Wir Christen waren damals wie heute auch eine Minderheit. Nur ein geringer Anteil der Bevölkerung ging in die Kirche. Dennoch waren viele dankbar, daß vor allem die evangelischen, aber auch die katholischen Kirchen sich öffneten und Raum boten für alle, die sich für positive Veränderungen einsetzen wollten. Aber Politik zu treiben, ist nicht die eigentliche Berufung der Kirche. Würde die Kirche uns nicht mehr daran erinnern, daß der Mensch nicht vom Brot allein lebt, hätte sie ihre Mission verfehlt.

Das beste und freiheitlichste gesellschaftliche System nutzt uns wenig, wenn wir nicht wissen, wofür wir die Freiheit nutzen, und der Verführung eines neuen und raffinierteren Materialismus erliegen. Wenn Ideologien in neuem Gewand, aber mit altem Betrug ihr Comeback feiern. Ein Volk, das die errungene Freiheit nicht nutzt, wird den Tag kommen sehen, an dem es feststellt, daß es die Freiheit wieder schon verloren hat.

Am 23. September 1989 wurde in den katholischen Kirchen ein Hirtenwort, also ein Bischofsbrief, verlesen, der zumindest in meiner Magdeburger Heimatkirche vom Volk mit Standing Ovations bedacht wurde. Darin machte der damalige Bischof Braun u.a. auf die Angst aufmerksam, die uns bedrohte, und nannte sie beim Namen: „Die Angst, ständig bewertet zu werden, danach, wie man politisch diskutiert, welche Meinung man zu tagespolitischen Ereignissen hat, danach, wie man sich ein- und unterordnet und dabei möglichst wenig auffällt, danach, ob man sich dieser oder jener Masseninitiative anschließt, obwohl es andere gute Alternativen gäbe.“  Diese Angst ist damals auf wunderbare Weise verflogen. Und diese Angst darf heute nicht von neuem unser Leben bestimmen!

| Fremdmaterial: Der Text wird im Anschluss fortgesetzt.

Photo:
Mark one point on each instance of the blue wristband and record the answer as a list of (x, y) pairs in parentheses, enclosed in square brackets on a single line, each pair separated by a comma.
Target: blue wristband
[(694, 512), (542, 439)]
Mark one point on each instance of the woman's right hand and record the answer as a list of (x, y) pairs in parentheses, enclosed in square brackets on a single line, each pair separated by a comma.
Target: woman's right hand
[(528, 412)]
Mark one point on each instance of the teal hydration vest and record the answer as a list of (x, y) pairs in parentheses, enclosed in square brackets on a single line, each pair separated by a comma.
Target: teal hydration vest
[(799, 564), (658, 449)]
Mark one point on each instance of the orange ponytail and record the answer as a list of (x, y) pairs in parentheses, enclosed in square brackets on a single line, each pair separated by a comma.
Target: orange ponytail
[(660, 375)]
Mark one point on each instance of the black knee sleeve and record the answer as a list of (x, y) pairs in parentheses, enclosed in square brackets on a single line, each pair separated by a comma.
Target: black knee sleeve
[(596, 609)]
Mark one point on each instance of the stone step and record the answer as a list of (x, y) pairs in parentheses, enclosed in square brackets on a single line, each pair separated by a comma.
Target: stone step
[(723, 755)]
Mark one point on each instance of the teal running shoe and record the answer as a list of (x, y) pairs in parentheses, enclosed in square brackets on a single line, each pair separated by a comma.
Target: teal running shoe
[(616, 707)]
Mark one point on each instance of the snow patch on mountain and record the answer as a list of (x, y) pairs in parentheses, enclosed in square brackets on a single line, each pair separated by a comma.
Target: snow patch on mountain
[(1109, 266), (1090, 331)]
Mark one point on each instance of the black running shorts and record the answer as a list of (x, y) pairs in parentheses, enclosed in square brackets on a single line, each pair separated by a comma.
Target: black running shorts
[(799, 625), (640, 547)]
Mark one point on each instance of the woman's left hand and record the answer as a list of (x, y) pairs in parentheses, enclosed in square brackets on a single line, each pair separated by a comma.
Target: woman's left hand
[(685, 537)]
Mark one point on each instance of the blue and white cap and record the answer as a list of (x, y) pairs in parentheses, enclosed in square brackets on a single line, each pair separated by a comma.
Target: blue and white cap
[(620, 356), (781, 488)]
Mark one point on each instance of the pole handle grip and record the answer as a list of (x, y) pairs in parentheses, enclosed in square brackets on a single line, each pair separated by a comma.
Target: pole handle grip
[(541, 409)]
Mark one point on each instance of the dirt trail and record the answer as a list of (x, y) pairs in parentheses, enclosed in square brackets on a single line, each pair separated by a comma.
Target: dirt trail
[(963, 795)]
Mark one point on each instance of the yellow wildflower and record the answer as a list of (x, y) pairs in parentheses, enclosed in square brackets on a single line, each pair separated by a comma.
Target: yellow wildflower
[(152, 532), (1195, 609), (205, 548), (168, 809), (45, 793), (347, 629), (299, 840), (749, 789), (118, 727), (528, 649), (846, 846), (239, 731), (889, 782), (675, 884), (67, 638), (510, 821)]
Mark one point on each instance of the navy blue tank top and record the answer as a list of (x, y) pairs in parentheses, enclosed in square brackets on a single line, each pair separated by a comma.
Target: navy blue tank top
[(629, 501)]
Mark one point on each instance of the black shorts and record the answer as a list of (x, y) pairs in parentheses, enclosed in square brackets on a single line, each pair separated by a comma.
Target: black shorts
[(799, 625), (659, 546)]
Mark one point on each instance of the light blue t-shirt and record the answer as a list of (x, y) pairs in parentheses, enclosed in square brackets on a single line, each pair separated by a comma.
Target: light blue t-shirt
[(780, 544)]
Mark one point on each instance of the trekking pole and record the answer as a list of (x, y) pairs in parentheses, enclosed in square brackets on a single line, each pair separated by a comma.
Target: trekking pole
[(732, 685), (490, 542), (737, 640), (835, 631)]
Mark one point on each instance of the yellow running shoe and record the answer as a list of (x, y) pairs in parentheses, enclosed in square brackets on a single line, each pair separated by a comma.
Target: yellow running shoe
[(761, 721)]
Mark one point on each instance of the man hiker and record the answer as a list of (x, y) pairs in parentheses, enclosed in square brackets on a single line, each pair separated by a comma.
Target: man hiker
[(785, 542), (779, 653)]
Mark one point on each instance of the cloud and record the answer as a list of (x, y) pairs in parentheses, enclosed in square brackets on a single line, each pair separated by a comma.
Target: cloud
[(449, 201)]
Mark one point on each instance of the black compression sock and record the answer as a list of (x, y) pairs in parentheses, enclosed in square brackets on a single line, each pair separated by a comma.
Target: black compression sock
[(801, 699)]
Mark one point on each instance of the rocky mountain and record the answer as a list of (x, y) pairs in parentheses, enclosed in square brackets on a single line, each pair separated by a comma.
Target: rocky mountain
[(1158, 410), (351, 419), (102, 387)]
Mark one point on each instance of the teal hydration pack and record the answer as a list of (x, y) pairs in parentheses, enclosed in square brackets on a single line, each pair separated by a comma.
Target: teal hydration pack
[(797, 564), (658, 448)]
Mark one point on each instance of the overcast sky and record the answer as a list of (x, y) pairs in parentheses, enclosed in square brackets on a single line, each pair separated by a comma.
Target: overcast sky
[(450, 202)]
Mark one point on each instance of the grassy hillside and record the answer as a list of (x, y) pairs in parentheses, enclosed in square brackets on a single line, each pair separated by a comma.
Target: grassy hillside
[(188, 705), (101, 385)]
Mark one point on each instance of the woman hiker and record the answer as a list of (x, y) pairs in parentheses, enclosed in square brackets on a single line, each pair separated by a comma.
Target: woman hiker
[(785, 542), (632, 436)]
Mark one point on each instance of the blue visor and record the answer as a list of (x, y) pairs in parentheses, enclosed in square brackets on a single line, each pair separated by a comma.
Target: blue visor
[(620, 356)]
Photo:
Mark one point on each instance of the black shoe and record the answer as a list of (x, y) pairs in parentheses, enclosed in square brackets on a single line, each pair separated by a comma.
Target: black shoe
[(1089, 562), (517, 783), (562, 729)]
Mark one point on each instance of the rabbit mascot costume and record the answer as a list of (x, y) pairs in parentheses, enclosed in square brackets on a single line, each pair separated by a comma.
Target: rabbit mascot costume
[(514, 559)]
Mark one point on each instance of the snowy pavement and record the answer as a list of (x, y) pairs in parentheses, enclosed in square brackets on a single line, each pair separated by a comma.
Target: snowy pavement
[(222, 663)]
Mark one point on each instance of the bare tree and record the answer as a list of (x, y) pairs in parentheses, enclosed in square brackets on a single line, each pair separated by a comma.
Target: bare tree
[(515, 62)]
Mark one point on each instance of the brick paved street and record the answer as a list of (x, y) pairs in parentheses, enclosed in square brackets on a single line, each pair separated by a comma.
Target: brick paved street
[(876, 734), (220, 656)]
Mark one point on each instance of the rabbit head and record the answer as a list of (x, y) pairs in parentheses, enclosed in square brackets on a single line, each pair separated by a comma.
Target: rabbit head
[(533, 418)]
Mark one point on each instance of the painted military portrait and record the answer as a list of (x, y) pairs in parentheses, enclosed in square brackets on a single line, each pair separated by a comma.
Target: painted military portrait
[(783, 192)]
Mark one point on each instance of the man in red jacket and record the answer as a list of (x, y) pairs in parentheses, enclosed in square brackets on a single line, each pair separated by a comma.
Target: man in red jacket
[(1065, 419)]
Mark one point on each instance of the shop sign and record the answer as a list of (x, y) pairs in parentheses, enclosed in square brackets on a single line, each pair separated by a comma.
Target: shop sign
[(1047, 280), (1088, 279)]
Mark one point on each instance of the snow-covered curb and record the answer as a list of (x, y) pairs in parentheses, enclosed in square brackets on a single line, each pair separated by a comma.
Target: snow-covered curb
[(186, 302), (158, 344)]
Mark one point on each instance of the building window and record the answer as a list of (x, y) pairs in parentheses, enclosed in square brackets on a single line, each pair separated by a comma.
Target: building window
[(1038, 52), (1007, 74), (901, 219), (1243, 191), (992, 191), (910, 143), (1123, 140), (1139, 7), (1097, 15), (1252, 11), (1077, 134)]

Brüder und Schwestern, liebe Gäste, lassen Sie uns Gott heute danken für das, was uns vor 30 Jahren auf friedliche Weise zuteil wurde, und für alle, die durch ihren Mut und ihre Besonnenheit zu dieser positiven Wende beigetragen haben. Lassen Sie uns aber auch darum beten, daß wir nach drei Jahrzehnten eben jene Charaktereigenschaften und Haltungen hochhalten oder uns wieder erwerben, die auch heute unbedingt von Nöten sind: den Mut und die Zivilcourage; den Willen, dem eigenen Gewissen unter allen Umständen zu folgen, aber auch, dieses Gewissen zu schulen; die Wahrhaftigkeit; die Friedfertigkeit; die Bereitschaft zum  Kampf gegen falsche Ideen unter Beachtung der Menschenwürde der Gegner; die Bereitschaft, im Engagement für das Gemeinwohl auch persönliche Nachteile in Kauf zu nehmen; die Fähigkeit, Lügen zu durchschauen und zu entlarven, aber auch die, Andersdenkenden respektvoll zuzuhören; das Bewußtsein, daß der materielle Wohlstand allein uns niemals glücklich machen kann, sondern daß es geistiger und geistlicher Grundlagen bedarf, damit ein Volk nicht ins Verderben geführt wird.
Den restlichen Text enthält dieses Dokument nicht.